Hakim Konstitusi, Arief hidayat. TEMPO/Seto Wardhana
TEMPO.CO, Semarang - Wakil Ketua Mahkamah Konstitusi Arief Hidayat mencurahkan perasaannya selama menjabat sebagai hakim konstitusi di tengah acara seminar. (Baca: M.S. Hidayat: Mobil Menteri Ganti Avanza Saja)
Mantan Dekan Fakultas Hukum Universitas Diponegoro Semarang itu menyatakan tak mau lagi menjadi hakim konstitusi. "Tingkat stresnya tinggi sekali. Saya tidak usah diperpanjang lagi (menjadi hakim konstitusi)," kata Arief saat menjadi pembicara dalam acara seminar yang diselenggarakan Ikatan Alumni Undip di Semarang, Kamis, 11 September 2014.
Arief menyatakan profesi yang paling tenang bagi dirinya adalah sebagai dosen. Maka, jika nanti jabatannya sebagai hakim konstitusi sudah selesai pada 2016, dia akan kembali menjadi dosen. (Baca: Ahok Mundur, Gerindra Dinilai Kehilangan Pamor)

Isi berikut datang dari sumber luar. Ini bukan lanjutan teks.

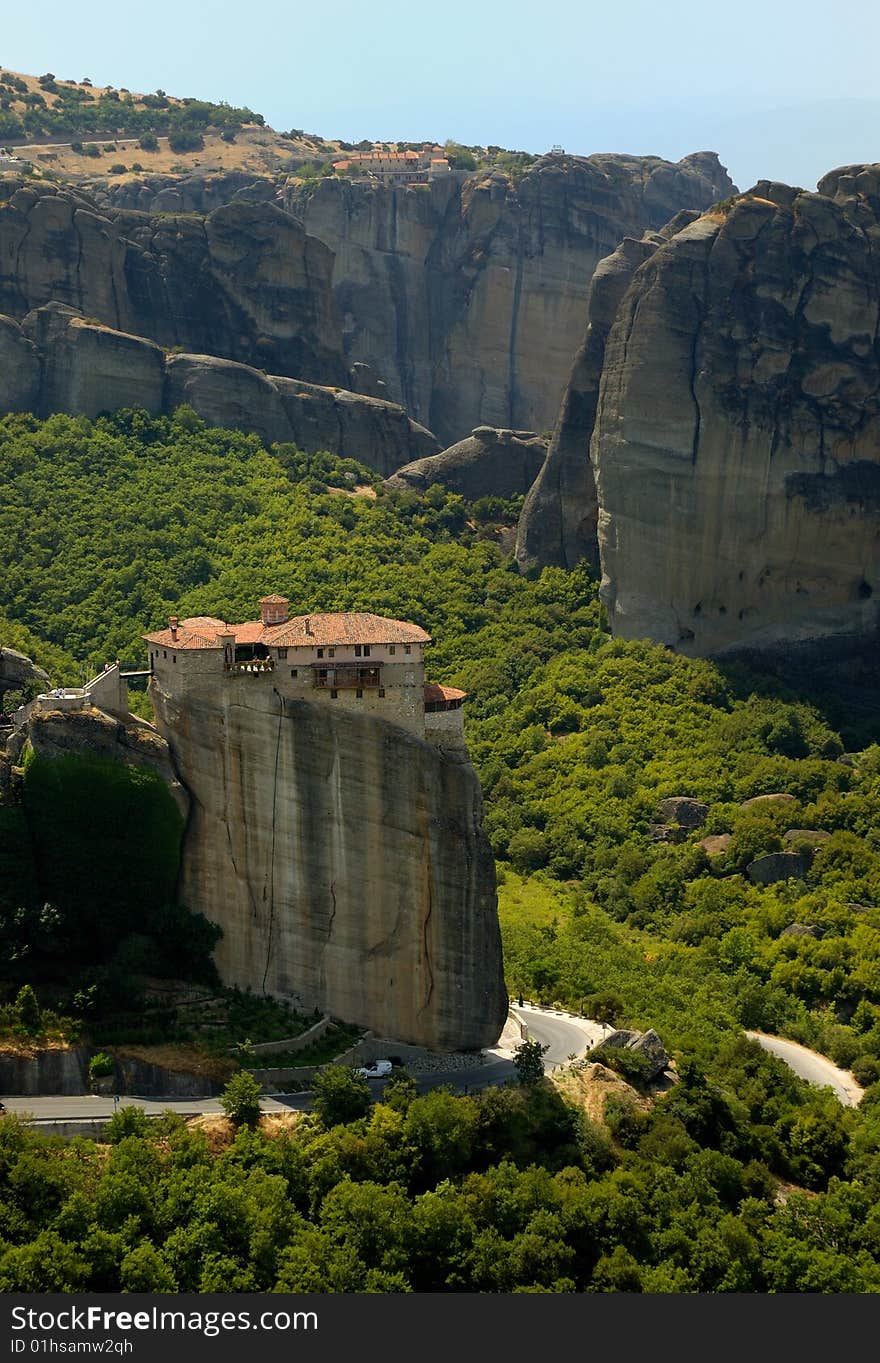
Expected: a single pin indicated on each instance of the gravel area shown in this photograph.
(432, 1063)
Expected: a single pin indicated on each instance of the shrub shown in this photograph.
(100, 1065)
(631, 1065)
(529, 1061)
(27, 1010)
(341, 1095)
(183, 139)
(240, 1100)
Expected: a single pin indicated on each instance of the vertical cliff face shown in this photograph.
(467, 296)
(245, 282)
(737, 436)
(345, 862)
(559, 518)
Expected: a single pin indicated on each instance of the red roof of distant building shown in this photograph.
(435, 693)
(345, 627)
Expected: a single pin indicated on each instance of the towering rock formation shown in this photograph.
(737, 427)
(245, 282)
(489, 462)
(345, 862)
(467, 296)
(63, 361)
(17, 669)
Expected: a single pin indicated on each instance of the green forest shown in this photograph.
(740, 1178)
(75, 108)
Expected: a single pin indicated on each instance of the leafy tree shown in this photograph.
(529, 1061)
(339, 1095)
(27, 1010)
(240, 1100)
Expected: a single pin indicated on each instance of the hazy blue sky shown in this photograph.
(781, 89)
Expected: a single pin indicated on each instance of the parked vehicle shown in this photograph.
(375, 1069)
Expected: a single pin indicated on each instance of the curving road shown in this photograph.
(563, 1033)
(811, 1066)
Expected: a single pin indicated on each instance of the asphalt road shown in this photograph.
(561, 1033)
(812, 1066)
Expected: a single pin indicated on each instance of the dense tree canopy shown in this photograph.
(606, 907)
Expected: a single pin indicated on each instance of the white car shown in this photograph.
(375, 1069)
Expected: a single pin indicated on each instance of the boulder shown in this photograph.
(684, 810)
(17, 671)
(779, 866)
(645, 1043)
(19, 370)
(489, 462)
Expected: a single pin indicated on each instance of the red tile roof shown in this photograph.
(346, 627)
(435, 693)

Di forum seminar itu Arief mempresentasikan tentang sengkarut korupsi di Indonesia. Korupsi itu sudah menjalar ke berbagai lembaga negara, baik legislatif, eksekutif, maupun yudikatif. "Ketua MK (Akil Mochtar) bahkan terjerat gratifikasi," kata dia.
Arief bersama Akil dilantik menjadi hakim konstitusi pada April 2013. Saat Akil ditangkap Komisi Pemberantasan Korupsi, Arief ikut kaget dan panik. Ia lalu berkomunikasi dengan berbagai guru besar di perguruan tinggi untuk berkonsultasi. Arief berniat mengundurkan diri dari jabatannya sebagai hakim konstitusi. Namun, niat mengundurkan diri itu urung dilakukan.
Arief mengakui gaji menjadi hakim konstitusi sangat besar, ia pun sudah merasa cukup dengan kenikmatan menjadi hakim konstitusi. Beberapa fasilitas dari negara juga sudah ia nikmati. "Di Jakarta saya tak pernah kena macet karena ada pengawalan dari polisi," kata Arief. "Kalau sudah seperti itu lalu mau seperti apa lagi yang dicari," kata Arief.